Begriffsklärung: Mobbing kann umschrieben werden als eine besondere Art von psychischer Gewalt gegen eine Person mit dem Ziel, deren Berufs- und/oder Lebenssituation sowie ihre Integrität zu beschädigen oder gar zu zerstören. Mobbing ist allerdings kein rechtlich definierter Sachverhalt. Zwar werden für den Mobbing-Tatbestand bestimmte Merkmale gefordert, wie z. B. eine gewisse Häufigkeit und Regelmäßigkeit der Anfeindungen. Dennoch ist es schwer zu unterscheiden, wo «normale» zwischenmenschliche Störungen enden und Mobbing anfängt. Ein Kennzeichen kann sein, dass die übliche Konfliktbearbeitung nicht greift, weil seitens der «Täter» oder der Beobachter keinerlei Interesse an einer Beilegung besteht.
Leitfragen für den Umgang mit dem Thema:
- Wissen wir Bescheid darüber, was im Kollegium «läuft»?
- Wie werden bei uns Mobber behandelt?
- Sind wir hinreichend kompetent, mit Mobbing und Mobbern umzugehen?
- Gibt es Kolleginnen und Kollegen, die gefährdet sind, gemobbt zu werden oder selbst zu mobben?
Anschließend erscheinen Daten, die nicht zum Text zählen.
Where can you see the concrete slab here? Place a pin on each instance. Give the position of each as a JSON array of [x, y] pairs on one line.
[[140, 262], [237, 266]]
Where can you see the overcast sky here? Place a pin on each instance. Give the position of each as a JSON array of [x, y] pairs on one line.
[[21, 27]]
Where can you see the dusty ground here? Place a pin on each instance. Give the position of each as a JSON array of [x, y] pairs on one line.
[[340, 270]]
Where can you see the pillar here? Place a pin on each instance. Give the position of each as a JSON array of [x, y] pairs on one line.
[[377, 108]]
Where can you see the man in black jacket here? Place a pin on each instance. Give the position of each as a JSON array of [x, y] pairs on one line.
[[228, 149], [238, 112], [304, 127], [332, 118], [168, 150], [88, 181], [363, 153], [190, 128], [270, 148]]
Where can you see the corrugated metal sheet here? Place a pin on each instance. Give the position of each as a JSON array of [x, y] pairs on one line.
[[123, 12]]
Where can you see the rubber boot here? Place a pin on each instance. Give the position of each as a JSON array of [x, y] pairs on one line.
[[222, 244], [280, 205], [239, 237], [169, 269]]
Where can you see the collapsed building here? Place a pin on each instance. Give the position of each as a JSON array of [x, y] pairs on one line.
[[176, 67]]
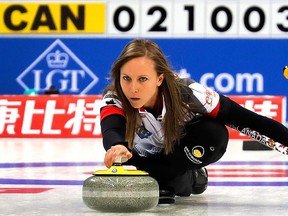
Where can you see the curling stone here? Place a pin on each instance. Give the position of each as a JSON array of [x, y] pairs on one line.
[[120, 190]]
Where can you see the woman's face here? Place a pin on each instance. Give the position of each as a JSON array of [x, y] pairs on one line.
[[140, 82]]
- Was haben wir bei Mobbing-Verdacht unternommen?
- Welchen Schutz können wir vor Ausgrenzung, Diskriminierung usw. geben?
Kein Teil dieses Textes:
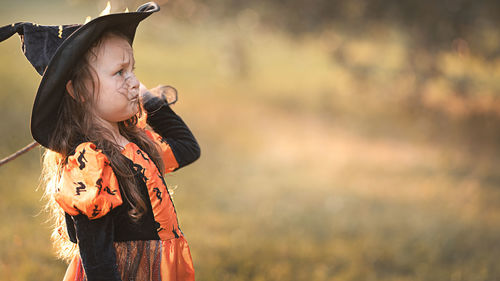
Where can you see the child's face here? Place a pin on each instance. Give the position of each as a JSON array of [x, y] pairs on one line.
[[118, 96]]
- Wo sind wir als Schulleitung selbst gefährdet, «schwierige» oder unliebsame Kolleginnen und Kollegen zum Mobben «freizugeben »?
Hier lässt sich das Buch bestellen (kostenpflichtig).
Deutsche Gesetzliche Unfallversicherung/Universum Verlag (o. J.). Konflikte lösen.
Jäger, R. (Hrsg.) (2014). Mobbing am Arbeitsplatz Schule. Neuwied: Carl Link.
Smoliner, H. (o. J.). Differenzen und soziale Konflikte in der Schule. Einführung in die Methode der kooperativen Konfliktlösung. Unterlagen für den Lehrgang für Schüler/innen- und Bildungsberatung an höheren Schulen an der Pädagogischen Hochschule Oberösterreich. Modul 5, Konfliktpsychologie.
Die Schulleitung ist gefordert – klingt gut. Aber nützt nichts, wenn das Mobbing von der Schulleitung ausgeht.
Stimmt! Man kann gar nicht oft genug betonen, dass Mobbing im Kollegium mit der Schulleitung steht und fällt. Ich glaube in anderen Betrieben ist das genauso, der Chef ist ganz entscheidend.
Ich hatte das Glück, die meiste Zeit zwei selbstbewusste und integere Rektoren zu haben, unter denen Mobbing nicht gedeihen konnte. Der dritte allerdings war eine schwächliche Natur, der sich gut stellen und wollte mit den Wortführern und heimlichen Machthabern im Kollegium. Er unterstützte durch Wegsehen und Nichtstun deren Treiben gegen Kollegen, die in aller Stille mehr an gutem Unterricht als an Profilierung im Kollegium interessiert waren. Sie genossen viel Anerkennung bei Schülern und Eltern und waren den “Großmäulern” deswegen ein Dorn im Auge.